The economic recession and its multiple impacts on consumer spending habits, as well as the strategic initiatives taken by food and beverage companies, will remain key issues in 2010. But two other undertakings also will exert significant pressures on the industry during the year — the passage of the Food Safety Modernization Act and the introduction of the 2010 Dietary Guidelines for Americans.

Already passed by the House, the proposed Food Safety Modernization Act has bi-partisan support in the Senate as well as the backing of numerous industry trade associations such as the Grocery Manufacturers Association, the National Restaurant Association and the American Frozen Food Institute. While no piece of legislation should be considered a sure bet for passage, this act appears to be on track for passage by the Senate during January or February and reconciled in the spring.

The act represents a significant step forward for the Food and Drug Administration because it means the agency will receive the funding needed to improve operations as well as to assure focus on critical issues related to public health, inspection and traceability. Most food and beverage manufacturers have supported this legislation even though many will be challenged by its mandates.

As meat and poultry processors well know from experience with the 1996 Hazard Analysis and Critical Control Point/Pathogen Reduction Act, conducting a hazard analysis and establishing preventative controls in a regulatory environment are easier said than done. What regulators may consider an appropriate plan of action and what a company may consider effective are often points of conflict.

As has been addressed several times by this page during the past year, traceability and the development of a consistent trace-forward and trace-back system throughout the supply chain will cause problems for many companies. Efforts to establish consistent standards will be a key agenda item during 2010. Fortunately, the act does not require companies to adopt specific types of technologies for different traceability efforts.

Issued every five years, the Dietary Guidelines for Americans are jointly issued by the F.D.A. and the U.S. Department of Agriculture, and represent the federal government’s view of how good dietary habits promote health and

reduce the risk of major chronic diseases. In the wake of the introduction of the 2005 Dietary Guidelines for Americans, obesity and health and wellness topics related to fiber, sodium and increased use of functional ingredients have become more prominent.

The 2010 Dietary Guidelines for Americans may address sodium intake, solid fats, alcohol and added sugars. The Guidelines also may touch on topics like fiber by delving more deeply into the different types of fibers and appropriate intake levels.

For consumers, the Guidelines provide advice for improving their health through both diet and exercise. For food and beverage industry product developers, the Guidelines offer a roadmap for many future endeavors. The issuance of the 2005 Guidelines combined with the emergence of the Atkins Diet Weight Loss Program, for example, pushed whole grains to the forefront of the public’s attention and led to expanded activity in new product development.

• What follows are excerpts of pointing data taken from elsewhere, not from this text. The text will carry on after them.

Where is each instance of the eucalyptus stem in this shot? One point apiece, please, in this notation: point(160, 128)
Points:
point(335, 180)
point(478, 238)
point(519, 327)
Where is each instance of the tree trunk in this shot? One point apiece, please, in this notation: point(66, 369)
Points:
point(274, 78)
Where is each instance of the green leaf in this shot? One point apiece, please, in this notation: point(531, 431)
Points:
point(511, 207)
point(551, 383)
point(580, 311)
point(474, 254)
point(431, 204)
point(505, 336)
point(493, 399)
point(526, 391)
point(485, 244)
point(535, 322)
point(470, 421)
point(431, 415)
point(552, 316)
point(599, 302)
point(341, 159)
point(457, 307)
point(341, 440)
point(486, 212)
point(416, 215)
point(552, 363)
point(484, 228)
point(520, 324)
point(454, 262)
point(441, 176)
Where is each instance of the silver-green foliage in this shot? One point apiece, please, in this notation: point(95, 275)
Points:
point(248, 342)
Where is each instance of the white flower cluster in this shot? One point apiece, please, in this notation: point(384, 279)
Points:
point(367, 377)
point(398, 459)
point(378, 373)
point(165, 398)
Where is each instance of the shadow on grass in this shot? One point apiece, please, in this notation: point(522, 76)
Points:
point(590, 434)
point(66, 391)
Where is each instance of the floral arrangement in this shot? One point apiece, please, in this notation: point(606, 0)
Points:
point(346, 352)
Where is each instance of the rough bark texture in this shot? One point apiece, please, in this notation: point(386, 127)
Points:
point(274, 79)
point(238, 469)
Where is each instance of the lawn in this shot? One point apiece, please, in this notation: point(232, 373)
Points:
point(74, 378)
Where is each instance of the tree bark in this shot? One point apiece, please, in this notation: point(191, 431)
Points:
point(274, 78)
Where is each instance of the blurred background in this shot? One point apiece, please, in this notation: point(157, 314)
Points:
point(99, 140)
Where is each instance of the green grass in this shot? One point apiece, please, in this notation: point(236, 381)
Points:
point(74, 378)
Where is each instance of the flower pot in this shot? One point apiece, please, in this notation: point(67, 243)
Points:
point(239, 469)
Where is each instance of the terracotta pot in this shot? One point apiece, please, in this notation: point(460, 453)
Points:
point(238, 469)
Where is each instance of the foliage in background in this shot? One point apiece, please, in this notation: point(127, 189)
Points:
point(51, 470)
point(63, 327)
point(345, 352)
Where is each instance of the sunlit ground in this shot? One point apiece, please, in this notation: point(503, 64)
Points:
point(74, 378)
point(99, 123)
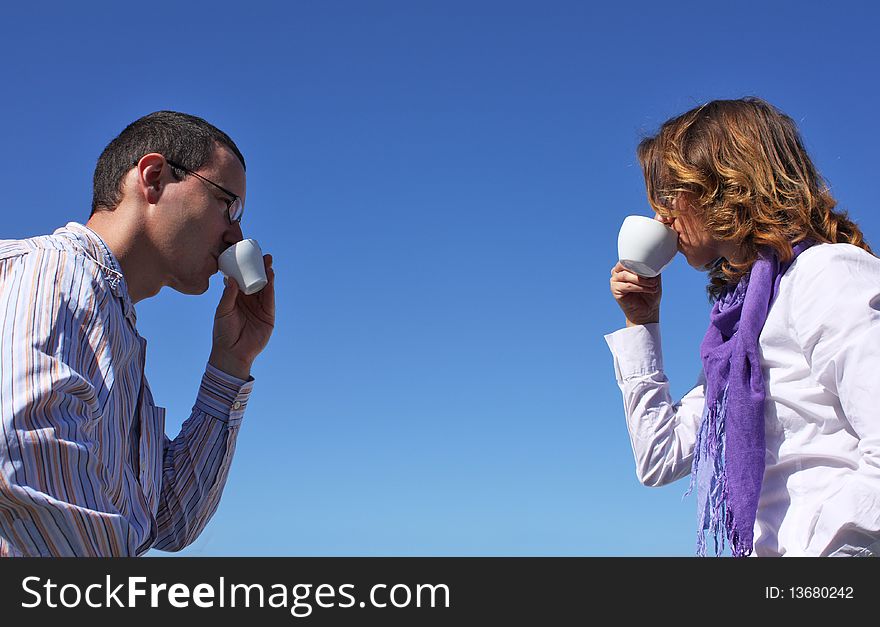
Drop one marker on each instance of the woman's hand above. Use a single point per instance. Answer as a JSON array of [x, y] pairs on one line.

The 2005 Guidelines also encouraged consumers to focus on consuming nutrient-dense foods rather than calorie-dense foods. Given the prominence the obesity problem has gained since the 2005 Dietary Guidelines were issued, it also may be expected that the 2010 Guidelines will re-emphasize better management of weight by paying closer attention to the volume and types of calories consumed.

If the federal government follows the same calendar as it used in 2005, the 2010 Dietary Guidelines will be proposed for comment sometime this month and completed in October or November. In the meantime food and beverage companies will have an opportunity to comment on the proposals and to prepare for likely impacts on eating patterns as well as perceptions about food products that are considered healthy and products that are considered less healthy.